Measuring CP violation using quantum state tomography

TL;DR

This paper presents a quantum tomography-based method to measure direct CP violation in neutral meson decays, providing a more comprehensive and often more sensitive analysis than traditional asymmetry approaches.

Contribution

It introduces a novel quantum state tomography technique to quantify CP violation in meson decays, encompassing various meson types and final states, and discusses related quantum properties.

Findings

Quantum tomography effectively measures CP violation in neutral meson decays.

The method often surpasses traditional asymmetry-based measurements in sensitivity.

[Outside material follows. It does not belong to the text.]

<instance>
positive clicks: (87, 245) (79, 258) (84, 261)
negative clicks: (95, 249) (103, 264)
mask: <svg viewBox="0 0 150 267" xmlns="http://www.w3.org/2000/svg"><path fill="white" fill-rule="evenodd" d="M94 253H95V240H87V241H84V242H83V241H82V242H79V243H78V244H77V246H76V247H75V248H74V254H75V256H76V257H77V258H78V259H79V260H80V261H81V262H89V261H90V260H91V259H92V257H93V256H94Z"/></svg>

Applicable to different meson systems and final state configurations.

Abstract

We investigate direct CP violation in neutral meson decays by reconstructing the associated density matrices and measuring their difference using the trace distance. Our results cover neutral kaon decays into two scalar triplets of isospin space, specifically the pions, and decays of $B$- and $D$- mesons into two scalar octets of SU(3) flavor space. We briefly discuss the quantum properties of these states, including entanglement, contextuality, and nonlocality. Additionally, we demonstrate a comparable approach for spin-1 final states by employing a density matrix describing states in the space of helicities. The significance of CP violation obtained through this method is consistently comparable, and often surpasses that obtained using only single, or combinations of, asymmetries.